Rape, in particular, is now recognized as a war crime or--from a more chilling perspective--a tactic of war. Maybe it's more fun for the perpetrators than, say, lobbing artillery shells at some remote and impersonal target. But this doesn't mean rape can be seen as just another lighthearted form of R. and R. because the intent is still to defeat the other side. As the Bosnian Serbs understood so well, the best way to get the enemy steamed was to put their wives to work as latter-day comfort women.
Yet there is a tendency, even among respectable commentators, to treat the U.S. military's mushrooming sex-abuse scandals as a case of runaway hormones and boyish high jinks. WAR IS HELL, notes a New York Times headline, adding, wittily, SO IS REGULATING SEX. The article, which glides blithely from the topic of "relationships" to rape, quotes an Assistant Secretary of Defense explaining the debacle in terms of a "natural attraction between men and women." "Attraction?" "Sex?" Excuse me, fellows, but what goes on in your bedrooms?

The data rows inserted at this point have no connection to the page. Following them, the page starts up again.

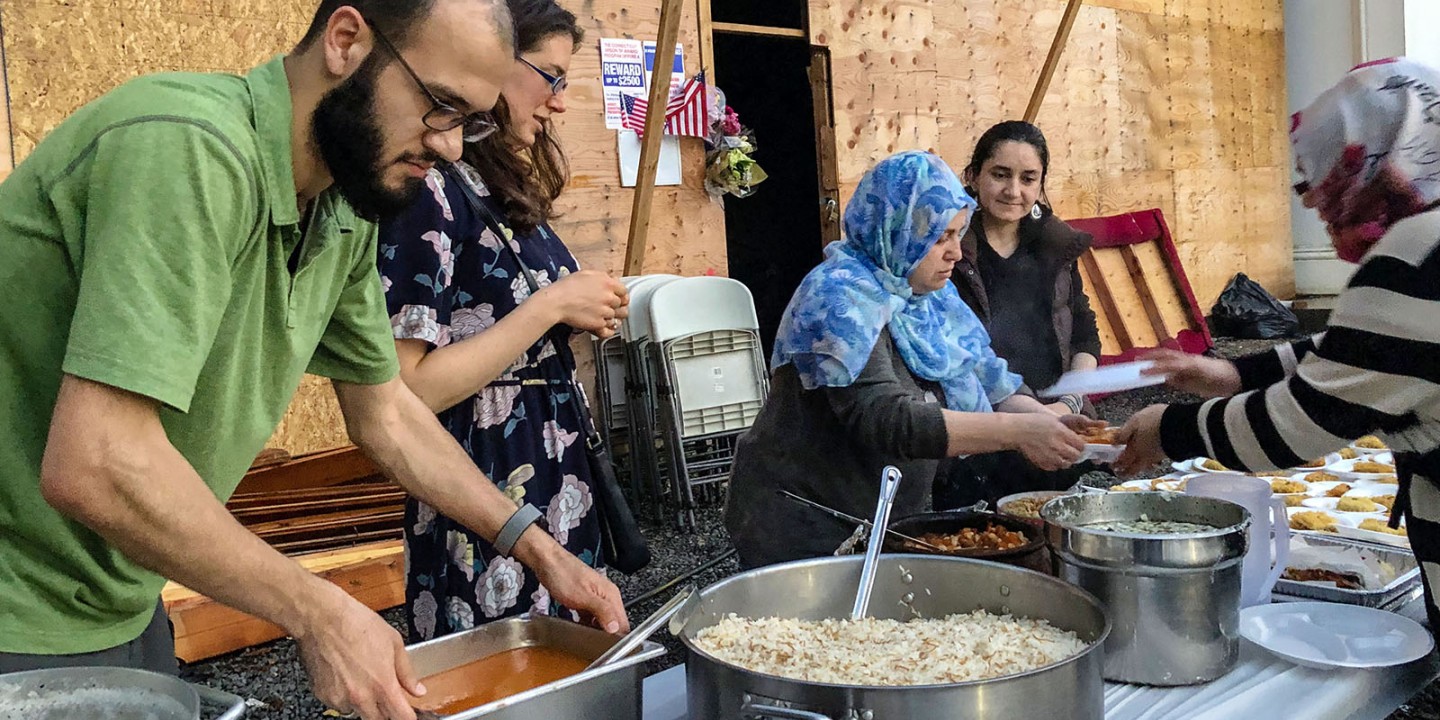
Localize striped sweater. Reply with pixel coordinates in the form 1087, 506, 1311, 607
1161, 210, 1440, 469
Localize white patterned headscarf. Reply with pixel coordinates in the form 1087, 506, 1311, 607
1290, 58, 1440, 262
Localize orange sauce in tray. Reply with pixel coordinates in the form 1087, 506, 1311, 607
415, 647, 590, 716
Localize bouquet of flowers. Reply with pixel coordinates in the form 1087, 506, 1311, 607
706, 86, 768, 197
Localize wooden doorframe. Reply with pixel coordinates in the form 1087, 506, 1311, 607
809, 45, 841, 246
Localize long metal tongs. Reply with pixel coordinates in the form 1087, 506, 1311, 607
850, 465, 900, 621
775, 490, 944, 554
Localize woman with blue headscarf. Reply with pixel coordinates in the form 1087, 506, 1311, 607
726, 151, 1090, 567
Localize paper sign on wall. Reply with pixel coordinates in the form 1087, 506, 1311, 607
600, 37, 648, 130
600, 37, 685, 130
645, 40, 685, 99
616, 130, 680, 187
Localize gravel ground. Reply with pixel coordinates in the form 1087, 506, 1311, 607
181, 340, 1440, 720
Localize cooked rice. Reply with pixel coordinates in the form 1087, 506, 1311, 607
696, 611, 1086, 687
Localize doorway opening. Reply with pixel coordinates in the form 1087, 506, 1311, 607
714, 28, 838, 357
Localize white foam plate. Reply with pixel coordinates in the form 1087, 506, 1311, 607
1171, 458, 1237, 474
1038, 360, 1165, 397
1076, 442, 1125, 462
1300, 497, 1390, 526
1284, 505, 1359, 537
1349, 442, 1390, 455
1345, 482, 1400, 497
1290, 452, 1342, 472
1325, 458, 1395, 480
1335, 521, 1410, 550
1240, 602, 1434, 668
1115, 478, 1175, 492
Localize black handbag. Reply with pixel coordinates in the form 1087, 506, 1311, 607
448, 163, 649, 575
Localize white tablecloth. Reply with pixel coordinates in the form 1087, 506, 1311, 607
644, 602, 1440, 720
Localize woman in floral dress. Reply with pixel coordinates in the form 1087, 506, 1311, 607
379, 0, 628, 642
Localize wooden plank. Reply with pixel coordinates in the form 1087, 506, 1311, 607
251, 448, 291, 469
235, 445, 380, 494
1076, 262, 1122, 356
711, 23, 805, 40
161, 540, 405, 662
1116, 245, 1175, 338
1080, 251, 1133, 348
249, 507, 405, 540
625, 0, 683, 275
1025, 0, 1081, 122
696, 0, 720, 78
1130, 242, 1200, 336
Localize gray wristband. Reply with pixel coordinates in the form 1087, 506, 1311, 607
494, 504, 540, 557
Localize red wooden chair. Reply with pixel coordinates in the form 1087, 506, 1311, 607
1068, 209, 1215, 364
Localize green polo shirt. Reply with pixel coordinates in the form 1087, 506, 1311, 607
0, 58, 399, 654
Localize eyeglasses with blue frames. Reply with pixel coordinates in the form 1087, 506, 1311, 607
366, 20, 500, 143
516, 56, 570, 95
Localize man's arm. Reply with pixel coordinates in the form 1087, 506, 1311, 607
40, 376, 423, 717
334, 379, 629, 632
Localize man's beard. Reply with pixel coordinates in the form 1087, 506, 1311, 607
310, 53, 439, 222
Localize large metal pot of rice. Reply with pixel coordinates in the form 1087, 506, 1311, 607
681, 554, 1110, 720
1040, 492, 1250, 685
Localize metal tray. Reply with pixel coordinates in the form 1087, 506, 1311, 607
1274, 534, 1420, 608
405, 615, 665, 720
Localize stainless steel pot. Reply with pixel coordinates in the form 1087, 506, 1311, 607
406, 616, 665, 720
681, 554, 1110, 720
1040, 492, 1250, 685
0, 667, 245, 720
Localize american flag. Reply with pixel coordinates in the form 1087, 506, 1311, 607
621, 72, 710, 137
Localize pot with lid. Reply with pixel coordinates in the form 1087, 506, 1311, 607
680, 554, 1109, 720
0, 667, 245, 720
1040, 492, 1250, 685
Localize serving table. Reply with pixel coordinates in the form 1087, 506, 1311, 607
644, 589, 1440, 720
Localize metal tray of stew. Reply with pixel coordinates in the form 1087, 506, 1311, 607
1274, 534, 1420, 608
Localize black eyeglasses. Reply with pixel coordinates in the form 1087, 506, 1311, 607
366, 20, 500, 143
516, 56, 570, 95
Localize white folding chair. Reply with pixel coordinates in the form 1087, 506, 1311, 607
619, 275, 680, 517
648, 278, 769, 528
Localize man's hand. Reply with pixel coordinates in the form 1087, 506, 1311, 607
336, 380, 629, 632
1115, 405, 1165, 477
516, 526, 629, 634
295, 588, 425, 720
1140, 350, 1241, 397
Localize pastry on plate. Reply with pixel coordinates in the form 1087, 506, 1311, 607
1080, 428, 1120, 445
1290, 510, 1336, 533
1335, 497, 1380, 513
1354, 459, 1395, 474
1270, 480, 1309, 495
1359, 517, 1410, 537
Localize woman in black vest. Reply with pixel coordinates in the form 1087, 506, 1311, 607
936, 121, 1100, 507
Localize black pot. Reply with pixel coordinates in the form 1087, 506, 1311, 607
884, 510, 1051, 575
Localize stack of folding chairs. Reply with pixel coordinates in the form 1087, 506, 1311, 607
595, 275, 769, 530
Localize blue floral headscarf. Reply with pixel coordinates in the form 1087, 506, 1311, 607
770, 151, 1021, 412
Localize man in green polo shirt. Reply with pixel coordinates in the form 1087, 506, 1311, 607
0, 0, 626, 719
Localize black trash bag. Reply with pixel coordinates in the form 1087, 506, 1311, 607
1210, 272, 1300, 340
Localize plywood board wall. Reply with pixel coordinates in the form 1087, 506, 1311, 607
809, 0, 1295, 310
0, 0, 726, 455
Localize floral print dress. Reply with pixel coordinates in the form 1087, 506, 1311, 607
379, 164, 602, 642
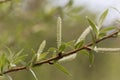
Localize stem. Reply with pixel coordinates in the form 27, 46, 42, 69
0, 30, 120, 75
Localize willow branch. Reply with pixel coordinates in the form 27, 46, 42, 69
0, 30, 120, 75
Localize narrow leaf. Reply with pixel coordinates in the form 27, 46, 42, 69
54, 63, 71, 76
98, 9, 109, 26
29, 68, 38, 80
100, 26, 115, 33
37, 40, 46, 61
57, 17, 62, 48
86, 17, 98, 34
4, 74, 13, 80
59, 53, 77, 62
13, 49, 24, 58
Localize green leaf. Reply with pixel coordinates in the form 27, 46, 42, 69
98, 9, 109, 26
36, 40, 46, 61
86, 17, 99, 34
0, 54, 8, 72
98, 26, 115, 38
57, 17, 62, 48
54, 63, 71, 76
3, 74, 13, 80
29, 68, 38, 80
75, 40, 84, 49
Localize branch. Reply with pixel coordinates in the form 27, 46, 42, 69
0, 30, 120, 75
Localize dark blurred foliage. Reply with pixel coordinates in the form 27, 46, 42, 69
0, 0, 120, 80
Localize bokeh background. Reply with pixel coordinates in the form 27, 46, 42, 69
0, 0, 120, 80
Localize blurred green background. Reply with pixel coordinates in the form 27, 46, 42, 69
0, 0, 120, 80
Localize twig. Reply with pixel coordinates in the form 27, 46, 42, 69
0, 30, 120, 75
0, 0, 11, 4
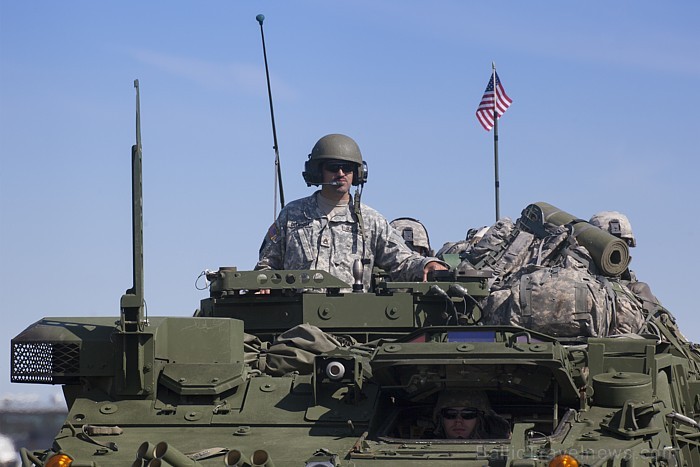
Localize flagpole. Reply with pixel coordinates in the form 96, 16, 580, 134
491, 62, 501, 222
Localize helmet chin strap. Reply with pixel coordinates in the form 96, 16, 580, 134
353, 183, 367, 276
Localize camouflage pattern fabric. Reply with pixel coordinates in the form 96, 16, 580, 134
255, 191, 439, 291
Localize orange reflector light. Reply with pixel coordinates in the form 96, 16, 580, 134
44, 454, 73, 467
549, 454, 578, 467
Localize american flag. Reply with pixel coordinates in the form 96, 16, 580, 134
476, 73, 513, 131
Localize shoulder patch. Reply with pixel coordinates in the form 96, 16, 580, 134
267, 222, 279, 243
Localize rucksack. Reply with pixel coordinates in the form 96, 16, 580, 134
483, 254, 644, 337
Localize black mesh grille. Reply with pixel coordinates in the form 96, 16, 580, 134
10, 342, 80, 384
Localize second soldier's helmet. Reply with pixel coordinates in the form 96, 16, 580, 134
390, 217, 433, 256
301, 134, 367, 186
588, 211, 637, 247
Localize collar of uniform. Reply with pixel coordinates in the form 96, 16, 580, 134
311, 190, 355, 223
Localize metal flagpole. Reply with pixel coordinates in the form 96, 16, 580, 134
491, 62, 501, 222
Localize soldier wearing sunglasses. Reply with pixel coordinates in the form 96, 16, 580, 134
255, 134, 447, 293
433, 389, 510, 439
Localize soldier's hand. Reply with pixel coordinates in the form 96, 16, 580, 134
423, 261, 448, 282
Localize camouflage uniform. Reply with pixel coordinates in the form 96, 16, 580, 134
255, 191, 442, 290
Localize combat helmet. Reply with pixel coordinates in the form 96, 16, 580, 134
389, 217, 433, 256
301, 133, 367, 186
588, 211, 637, 247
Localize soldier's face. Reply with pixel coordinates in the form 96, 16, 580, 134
322, 160, 355, 197
442, 407, 477, 439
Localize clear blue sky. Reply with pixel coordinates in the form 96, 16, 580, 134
0, 0, 700, 396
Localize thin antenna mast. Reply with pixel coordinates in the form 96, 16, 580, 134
255, 15, 284, 222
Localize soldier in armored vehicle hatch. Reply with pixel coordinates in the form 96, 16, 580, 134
255, 134, 447, 290
432, 389, 510, 439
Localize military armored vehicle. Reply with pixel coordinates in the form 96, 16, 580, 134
11, 82, 700, 467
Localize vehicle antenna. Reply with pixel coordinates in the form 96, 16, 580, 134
255, 15, 284, 222
120, 80, 145, 332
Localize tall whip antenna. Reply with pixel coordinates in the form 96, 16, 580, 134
255, 15, 284, 222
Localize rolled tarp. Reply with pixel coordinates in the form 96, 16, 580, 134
522, 201, 632, 277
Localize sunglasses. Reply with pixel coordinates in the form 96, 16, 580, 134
323, 162, 355, 173
440, 409, 479, 420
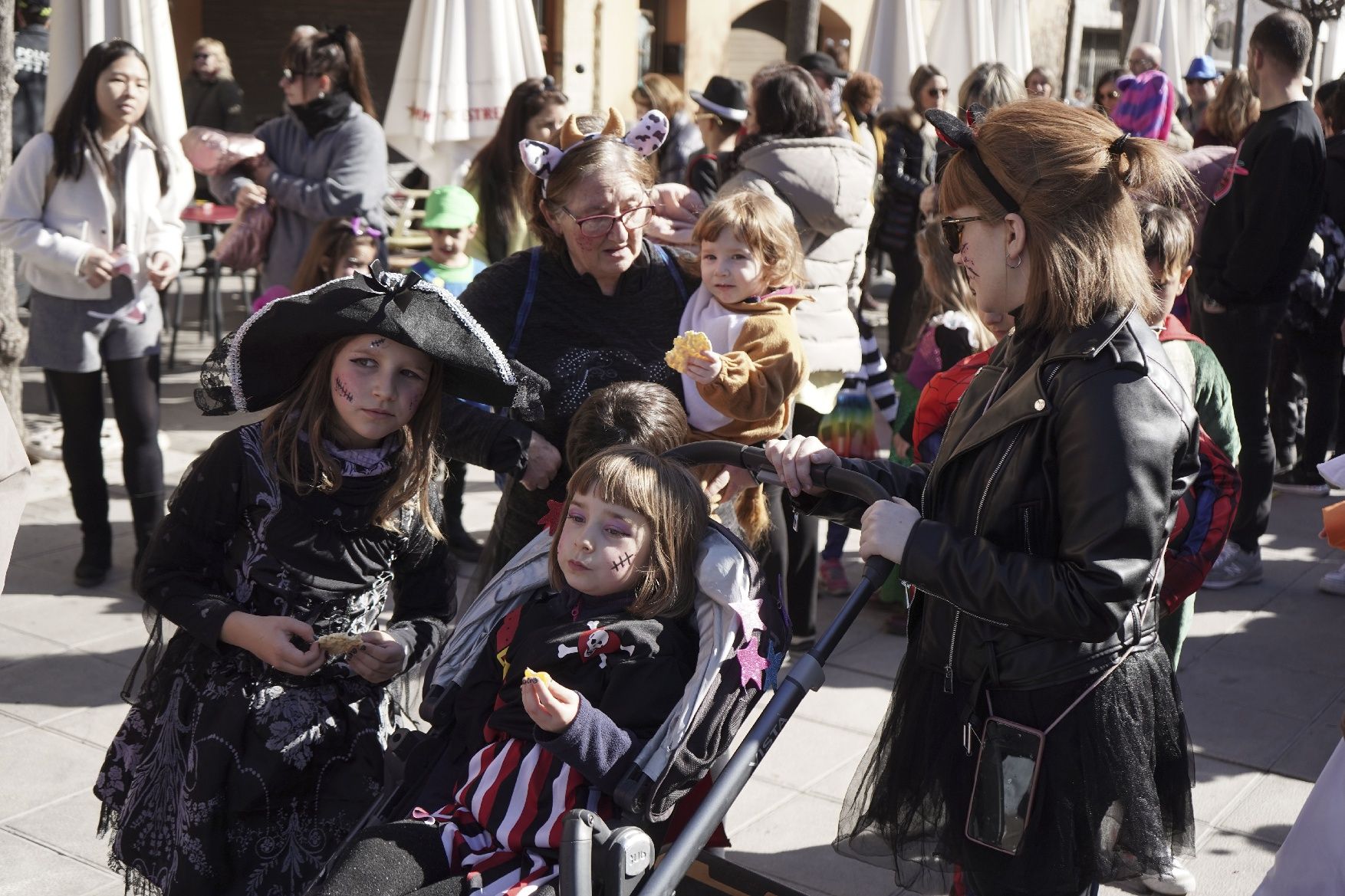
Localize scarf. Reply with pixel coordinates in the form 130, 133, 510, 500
289, 90, 355, 139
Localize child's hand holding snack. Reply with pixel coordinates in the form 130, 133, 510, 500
686, 350, 724, 383
523, 668, 580, 734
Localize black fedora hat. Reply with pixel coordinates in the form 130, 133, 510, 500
196, 262, 548, 417
692, 75, 748, 121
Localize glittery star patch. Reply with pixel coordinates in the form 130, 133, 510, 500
761, 638, 784, 690
737, 635, 767, 690
537, 499, 565, 536
729, 600, 765, 638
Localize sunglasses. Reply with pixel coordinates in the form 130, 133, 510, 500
939, 215, 986, 254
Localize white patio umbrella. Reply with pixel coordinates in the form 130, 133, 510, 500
860, 0, 928, 109
929, 0, 998, 107
992, 0, 1033, 80
46, 0, 196, 206
1127, 0, 1195, 82
383, 0, 546, 185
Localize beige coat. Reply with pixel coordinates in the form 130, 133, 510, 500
719, 137, 877, 379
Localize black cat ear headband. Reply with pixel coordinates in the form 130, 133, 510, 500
924, 103, 1020, 214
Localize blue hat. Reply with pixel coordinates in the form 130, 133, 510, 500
1185, 57, 1218, 80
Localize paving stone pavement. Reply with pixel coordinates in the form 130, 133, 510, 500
0, 271, 1345, 896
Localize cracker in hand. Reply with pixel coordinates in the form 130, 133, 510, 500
317, 632, 364, 657
663, 330, 713, 373
523, 668, 551, 686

All right, there can be a fine line, sometimes, between sex and the abuse of it. The officer who comments on his subordinates' good looks may be simply clueless and in need of retraining. The military couple who defy regulations to fraternize off base may be, for all we know, meant for each other. But much of the activity under discussion has nothing ambiguous about it, and certainly nothing fine. We're talking about having one's clothes ripped off and being passed from pawing hand to pawing hand (Tailhook, 1991). About being raped and then told by one's assailant that "if you ever tell anyone about this, I'll slit your throat" (Aberdeen Proving Ground, 1996). This is not about sex and its regulation or lack thereof. This is about war.
What does it mean when soldiers start treating their comrades-in-arms as if they were members of an enemy force? For one thing, and this is the bright side, it means we should be hearing a lot less of the sanctimonious argument that women don't belong in the military because they occupy a "protected" category. Not that that argument was ever anything more than patriarchal propaganda. When the Crusaders entered Jerusalem, for example, they slaughtered every resident--man, woman, child and pet--and waded, triumphantly, in the knee-deep blood. Nor have civilian women ever been entirely safe from their own "protectors." The subjects of Gilgamesh, the first warrior hero of recorded history, complained that "his arrogance has no bounds by day or night...His lust leaves no virgin to her lover."
But the other lesson of Aberdeen is that the U.S. military may well be, to use the classic military terminology, fubar, or screwed up beyond all recognition. Some forms of abuse--like sexual harassment--have been defined by the law as criminal. But the soldier who turns on his comrades with savage intent commits a far graver category of crime. Whether he shoots them in the back or assaults their bodies with his own, he's confusing his fellow soldiers with the foe--and the word for this is treason. When a woman can't trust her drill sergeant, neither can the nation.
We may have to concede at last that the experiment with a sexually integrated military has failed. Some no doubt saw the end coming when three American G.I.s shamed their nation by raping a Japanese schoolgirl in 1995. Others, more prescient, must have realized years ago that in the modern age of "peacekeeping," a military that runs on testosterone is about as useful as a platoon armed with maces and pikes. So enough of this indiscriminate mixing of the genders, any realist will conclude, it's time to shift to an all-female military.